3

How do you shuffle the bytes in a file (bytes for simplicity) on disk with a small, $O(\log n)$, amount of memory and preferably in-place?

If the file had size $2^m$, then we can first split the file into 2-byte chunks, shuffle them individually, then shuffle each set of neighboring 2 chunks and merge, doing this recursively. Merging can be done using constant memory by reading the start of a chunk and swapping them with another.

But if the file size is not $2^m$ then the above doesn't really work, as for a 3-byte file the last byte cannot be in the middle position. (the chunks here are [1, 2] and [3]).

[EDIT] This doesn't generate all permutations as Yuval Filmus points out.

[EDIT 2] The paper "Random permutations on distributed, external and hierarchical memory" seems like a close match.
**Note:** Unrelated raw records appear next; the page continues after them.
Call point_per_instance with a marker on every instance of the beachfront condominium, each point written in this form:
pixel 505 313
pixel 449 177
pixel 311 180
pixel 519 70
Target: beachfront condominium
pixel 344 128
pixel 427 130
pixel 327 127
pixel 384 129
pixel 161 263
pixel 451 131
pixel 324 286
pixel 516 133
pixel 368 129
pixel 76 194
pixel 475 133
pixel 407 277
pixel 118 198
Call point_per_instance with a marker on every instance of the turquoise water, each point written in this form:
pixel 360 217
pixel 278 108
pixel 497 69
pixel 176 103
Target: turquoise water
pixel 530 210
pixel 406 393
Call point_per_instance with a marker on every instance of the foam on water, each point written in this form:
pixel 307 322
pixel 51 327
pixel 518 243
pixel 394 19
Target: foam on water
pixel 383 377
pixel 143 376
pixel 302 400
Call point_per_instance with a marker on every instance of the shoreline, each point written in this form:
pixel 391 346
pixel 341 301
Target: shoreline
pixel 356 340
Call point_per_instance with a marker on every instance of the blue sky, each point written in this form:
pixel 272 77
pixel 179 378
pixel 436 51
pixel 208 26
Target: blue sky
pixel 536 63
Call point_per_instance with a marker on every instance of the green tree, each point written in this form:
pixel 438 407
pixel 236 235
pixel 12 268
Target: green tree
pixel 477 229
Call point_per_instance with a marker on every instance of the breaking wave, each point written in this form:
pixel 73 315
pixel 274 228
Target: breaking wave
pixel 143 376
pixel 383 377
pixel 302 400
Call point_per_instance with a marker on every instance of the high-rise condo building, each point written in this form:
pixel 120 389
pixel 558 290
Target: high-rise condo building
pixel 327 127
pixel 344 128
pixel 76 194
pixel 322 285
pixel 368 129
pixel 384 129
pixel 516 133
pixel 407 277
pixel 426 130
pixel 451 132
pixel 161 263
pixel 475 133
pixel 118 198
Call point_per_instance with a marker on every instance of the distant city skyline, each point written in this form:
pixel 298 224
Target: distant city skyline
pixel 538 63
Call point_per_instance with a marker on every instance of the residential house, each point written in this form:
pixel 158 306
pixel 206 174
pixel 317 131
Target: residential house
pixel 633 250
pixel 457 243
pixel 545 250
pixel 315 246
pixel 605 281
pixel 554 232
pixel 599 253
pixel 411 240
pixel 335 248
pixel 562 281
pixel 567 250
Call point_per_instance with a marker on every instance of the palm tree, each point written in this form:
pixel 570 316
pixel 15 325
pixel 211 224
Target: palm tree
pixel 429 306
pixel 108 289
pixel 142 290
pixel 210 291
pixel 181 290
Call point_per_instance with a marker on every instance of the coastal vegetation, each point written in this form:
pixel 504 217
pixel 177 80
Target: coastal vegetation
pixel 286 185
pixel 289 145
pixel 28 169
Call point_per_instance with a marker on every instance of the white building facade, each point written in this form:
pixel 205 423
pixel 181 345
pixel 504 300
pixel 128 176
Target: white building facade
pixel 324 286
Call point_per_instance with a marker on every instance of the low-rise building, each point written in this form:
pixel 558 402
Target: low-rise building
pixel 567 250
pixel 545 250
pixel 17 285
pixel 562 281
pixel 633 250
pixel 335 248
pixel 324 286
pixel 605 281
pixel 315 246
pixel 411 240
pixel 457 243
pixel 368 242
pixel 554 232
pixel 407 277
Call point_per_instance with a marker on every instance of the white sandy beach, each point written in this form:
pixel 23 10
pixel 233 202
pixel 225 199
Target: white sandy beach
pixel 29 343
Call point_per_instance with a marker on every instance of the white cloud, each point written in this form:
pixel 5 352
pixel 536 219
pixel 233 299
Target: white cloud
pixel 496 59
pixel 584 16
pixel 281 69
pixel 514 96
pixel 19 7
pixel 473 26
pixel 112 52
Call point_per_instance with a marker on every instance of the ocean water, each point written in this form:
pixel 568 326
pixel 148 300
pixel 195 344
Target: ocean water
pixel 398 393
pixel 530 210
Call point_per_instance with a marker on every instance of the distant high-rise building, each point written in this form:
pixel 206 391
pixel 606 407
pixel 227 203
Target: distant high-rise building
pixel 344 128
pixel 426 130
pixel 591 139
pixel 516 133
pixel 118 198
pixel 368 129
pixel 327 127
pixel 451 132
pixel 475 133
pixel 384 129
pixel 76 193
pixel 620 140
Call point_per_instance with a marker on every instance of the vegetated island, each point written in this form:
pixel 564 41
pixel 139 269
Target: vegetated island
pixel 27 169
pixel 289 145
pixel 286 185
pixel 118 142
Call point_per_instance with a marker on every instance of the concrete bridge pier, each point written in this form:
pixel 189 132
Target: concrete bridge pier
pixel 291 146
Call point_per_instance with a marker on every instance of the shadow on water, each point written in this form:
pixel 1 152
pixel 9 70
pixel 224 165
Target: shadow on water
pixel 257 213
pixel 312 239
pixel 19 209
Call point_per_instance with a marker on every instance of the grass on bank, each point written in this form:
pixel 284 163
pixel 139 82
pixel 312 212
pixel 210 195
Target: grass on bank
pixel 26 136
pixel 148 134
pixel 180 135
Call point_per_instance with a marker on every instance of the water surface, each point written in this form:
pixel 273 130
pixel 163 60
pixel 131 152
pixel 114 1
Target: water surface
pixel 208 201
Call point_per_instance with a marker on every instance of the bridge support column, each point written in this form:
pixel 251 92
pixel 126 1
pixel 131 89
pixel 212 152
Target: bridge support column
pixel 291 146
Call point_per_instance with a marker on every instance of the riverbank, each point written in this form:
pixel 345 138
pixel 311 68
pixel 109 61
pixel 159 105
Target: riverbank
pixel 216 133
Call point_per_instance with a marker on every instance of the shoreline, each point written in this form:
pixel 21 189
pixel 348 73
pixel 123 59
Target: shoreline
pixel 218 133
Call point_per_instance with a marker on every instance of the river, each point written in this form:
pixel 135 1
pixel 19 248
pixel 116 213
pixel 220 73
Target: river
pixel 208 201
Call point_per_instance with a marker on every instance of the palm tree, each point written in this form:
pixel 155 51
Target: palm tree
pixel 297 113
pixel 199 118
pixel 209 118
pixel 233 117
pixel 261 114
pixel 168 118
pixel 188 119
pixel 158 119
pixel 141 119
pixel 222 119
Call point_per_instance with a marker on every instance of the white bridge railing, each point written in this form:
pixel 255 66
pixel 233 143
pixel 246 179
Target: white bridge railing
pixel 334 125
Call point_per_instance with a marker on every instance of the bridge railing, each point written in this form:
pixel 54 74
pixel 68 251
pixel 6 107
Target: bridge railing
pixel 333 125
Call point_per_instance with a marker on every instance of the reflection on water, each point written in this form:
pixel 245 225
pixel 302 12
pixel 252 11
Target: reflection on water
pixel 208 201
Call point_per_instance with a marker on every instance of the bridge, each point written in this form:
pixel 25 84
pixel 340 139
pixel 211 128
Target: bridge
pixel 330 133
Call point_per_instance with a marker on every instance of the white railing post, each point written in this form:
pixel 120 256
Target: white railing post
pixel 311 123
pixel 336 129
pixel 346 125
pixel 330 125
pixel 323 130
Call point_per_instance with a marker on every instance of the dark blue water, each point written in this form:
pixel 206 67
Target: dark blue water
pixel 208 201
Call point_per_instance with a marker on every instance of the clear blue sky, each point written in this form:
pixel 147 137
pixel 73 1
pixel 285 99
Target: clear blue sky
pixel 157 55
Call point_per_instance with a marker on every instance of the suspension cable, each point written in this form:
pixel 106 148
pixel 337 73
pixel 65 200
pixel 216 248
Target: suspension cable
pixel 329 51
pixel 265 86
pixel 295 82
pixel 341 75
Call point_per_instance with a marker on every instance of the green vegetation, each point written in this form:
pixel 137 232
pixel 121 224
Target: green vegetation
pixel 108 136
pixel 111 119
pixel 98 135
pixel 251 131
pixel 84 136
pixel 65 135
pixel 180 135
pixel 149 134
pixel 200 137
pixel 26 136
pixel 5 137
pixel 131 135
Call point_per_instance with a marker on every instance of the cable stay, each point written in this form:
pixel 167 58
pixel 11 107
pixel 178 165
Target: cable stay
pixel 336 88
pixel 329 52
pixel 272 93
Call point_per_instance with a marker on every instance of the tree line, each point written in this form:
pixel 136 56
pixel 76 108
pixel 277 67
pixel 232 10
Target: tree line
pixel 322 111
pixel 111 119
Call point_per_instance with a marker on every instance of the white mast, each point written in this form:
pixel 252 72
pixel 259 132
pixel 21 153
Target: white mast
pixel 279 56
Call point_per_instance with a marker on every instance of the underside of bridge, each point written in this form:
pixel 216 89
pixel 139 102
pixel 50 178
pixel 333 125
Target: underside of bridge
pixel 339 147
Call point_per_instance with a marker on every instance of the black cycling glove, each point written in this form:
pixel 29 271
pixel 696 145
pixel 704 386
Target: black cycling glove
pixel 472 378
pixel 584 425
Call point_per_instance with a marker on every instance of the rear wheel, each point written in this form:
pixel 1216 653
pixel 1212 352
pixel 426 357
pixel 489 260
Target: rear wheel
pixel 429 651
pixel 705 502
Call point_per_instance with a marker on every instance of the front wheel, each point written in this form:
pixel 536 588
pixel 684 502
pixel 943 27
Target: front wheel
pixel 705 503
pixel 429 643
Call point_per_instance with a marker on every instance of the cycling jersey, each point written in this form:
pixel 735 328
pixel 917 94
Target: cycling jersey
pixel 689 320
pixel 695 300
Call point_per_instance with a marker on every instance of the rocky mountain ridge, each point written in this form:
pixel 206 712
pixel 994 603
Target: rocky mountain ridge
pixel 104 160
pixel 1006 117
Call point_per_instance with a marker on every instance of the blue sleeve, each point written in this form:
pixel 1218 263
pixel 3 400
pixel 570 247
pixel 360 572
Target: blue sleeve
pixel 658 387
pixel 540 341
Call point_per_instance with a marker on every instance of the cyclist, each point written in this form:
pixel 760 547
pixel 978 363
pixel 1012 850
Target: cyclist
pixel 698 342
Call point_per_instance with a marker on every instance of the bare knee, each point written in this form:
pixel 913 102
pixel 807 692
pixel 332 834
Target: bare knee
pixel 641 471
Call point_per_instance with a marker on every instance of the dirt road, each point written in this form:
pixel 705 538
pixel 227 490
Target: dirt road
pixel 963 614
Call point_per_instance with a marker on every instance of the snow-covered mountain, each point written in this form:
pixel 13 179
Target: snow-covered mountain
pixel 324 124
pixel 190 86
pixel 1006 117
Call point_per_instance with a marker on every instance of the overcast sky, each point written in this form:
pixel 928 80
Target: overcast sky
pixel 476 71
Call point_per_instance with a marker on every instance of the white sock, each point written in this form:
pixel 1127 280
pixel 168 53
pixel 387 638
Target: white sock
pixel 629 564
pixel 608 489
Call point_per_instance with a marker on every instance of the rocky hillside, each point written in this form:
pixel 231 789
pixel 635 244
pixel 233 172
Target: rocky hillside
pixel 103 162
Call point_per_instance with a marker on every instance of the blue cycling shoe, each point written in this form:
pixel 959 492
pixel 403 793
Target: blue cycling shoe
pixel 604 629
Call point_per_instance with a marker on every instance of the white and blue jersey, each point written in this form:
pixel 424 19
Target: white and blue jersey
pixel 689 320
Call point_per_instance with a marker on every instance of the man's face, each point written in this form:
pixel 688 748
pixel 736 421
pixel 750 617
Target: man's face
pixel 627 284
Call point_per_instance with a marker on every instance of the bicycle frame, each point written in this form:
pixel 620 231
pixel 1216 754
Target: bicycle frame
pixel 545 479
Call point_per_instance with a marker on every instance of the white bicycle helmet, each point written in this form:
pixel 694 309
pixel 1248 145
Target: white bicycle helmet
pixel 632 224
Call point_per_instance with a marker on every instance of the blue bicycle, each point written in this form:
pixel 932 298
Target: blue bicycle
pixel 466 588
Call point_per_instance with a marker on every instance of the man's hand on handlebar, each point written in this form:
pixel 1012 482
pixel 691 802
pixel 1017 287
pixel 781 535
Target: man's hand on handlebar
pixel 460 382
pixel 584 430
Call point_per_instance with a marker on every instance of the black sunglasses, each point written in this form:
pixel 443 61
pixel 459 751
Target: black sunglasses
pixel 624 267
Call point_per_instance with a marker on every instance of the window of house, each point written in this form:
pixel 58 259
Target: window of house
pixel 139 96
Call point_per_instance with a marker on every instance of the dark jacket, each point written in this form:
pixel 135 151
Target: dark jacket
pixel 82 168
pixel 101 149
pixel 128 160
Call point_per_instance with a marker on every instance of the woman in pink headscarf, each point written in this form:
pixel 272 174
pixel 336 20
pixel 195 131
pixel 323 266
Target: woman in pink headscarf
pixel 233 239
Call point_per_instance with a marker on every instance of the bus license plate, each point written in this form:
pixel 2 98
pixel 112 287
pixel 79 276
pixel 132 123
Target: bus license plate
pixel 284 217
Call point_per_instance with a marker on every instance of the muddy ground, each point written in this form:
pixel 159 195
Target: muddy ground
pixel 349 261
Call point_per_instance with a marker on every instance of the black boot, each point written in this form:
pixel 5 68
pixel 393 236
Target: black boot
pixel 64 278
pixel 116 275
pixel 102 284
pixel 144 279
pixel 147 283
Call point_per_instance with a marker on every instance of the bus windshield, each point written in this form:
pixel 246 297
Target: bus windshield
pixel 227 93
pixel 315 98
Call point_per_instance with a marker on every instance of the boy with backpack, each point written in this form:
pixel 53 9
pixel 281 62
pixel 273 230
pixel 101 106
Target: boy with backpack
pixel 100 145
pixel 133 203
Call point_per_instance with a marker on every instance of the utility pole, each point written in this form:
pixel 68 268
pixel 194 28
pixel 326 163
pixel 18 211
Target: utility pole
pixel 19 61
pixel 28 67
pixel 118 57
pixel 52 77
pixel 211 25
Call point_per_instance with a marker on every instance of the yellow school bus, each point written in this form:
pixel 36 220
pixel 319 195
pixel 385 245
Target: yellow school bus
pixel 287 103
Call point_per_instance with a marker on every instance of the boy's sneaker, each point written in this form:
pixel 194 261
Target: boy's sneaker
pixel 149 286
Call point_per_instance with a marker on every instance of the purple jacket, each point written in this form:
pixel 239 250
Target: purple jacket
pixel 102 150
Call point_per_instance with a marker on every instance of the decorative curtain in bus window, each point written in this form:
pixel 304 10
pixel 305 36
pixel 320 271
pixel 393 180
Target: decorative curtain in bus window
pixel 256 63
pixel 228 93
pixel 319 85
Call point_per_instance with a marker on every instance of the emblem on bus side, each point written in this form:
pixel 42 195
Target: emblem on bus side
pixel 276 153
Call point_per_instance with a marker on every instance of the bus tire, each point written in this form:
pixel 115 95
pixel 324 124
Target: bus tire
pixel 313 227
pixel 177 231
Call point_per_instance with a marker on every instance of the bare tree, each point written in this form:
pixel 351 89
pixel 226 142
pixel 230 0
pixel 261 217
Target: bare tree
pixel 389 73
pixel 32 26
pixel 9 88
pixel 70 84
Other refs/ideas welcome.

simonzack
  • 313
  • 3
  • 12

2 Answers2

5

The algorithm you suggest doesn't result in a uniform permutation. An in-place algorithm which works for every file size is the Fisher–Yates shuffle.

Yuval Filmus
  • 280,205
  • 27
  • 317
  • 514
2

Raw idea:

  1. Divide your file in blocks sized with the available memory. Use Fisher-Yates to shuffle the blocks.

  2. Shuffle merge the blocks by group of 2 (when it remains $N_A$ bytes in block A and $N_B$ bytes in block B, take the byte of block A with probability $N_A/(N_A+N_B)$), for now consider that we are not trying to do that in place and put the result in another file.

  3. Repeat, at each step the size of the block is doubled, until there is only one block. You have your shuffling.

  4. To make it in replace, remark that this is in fact a merge sort using random choice instead of comparison. Thus adapt a in-place merge sort algorithm, using shuffling merge instead of sorting merge for the merge step (IIRC, you'll need $O(\log N)$ file positions for that, but I doubt it will dominate the three disks sectors buffers needed somewhere in the system to make it works)

AProgrammer
  • 3,099
  • 18
  • 20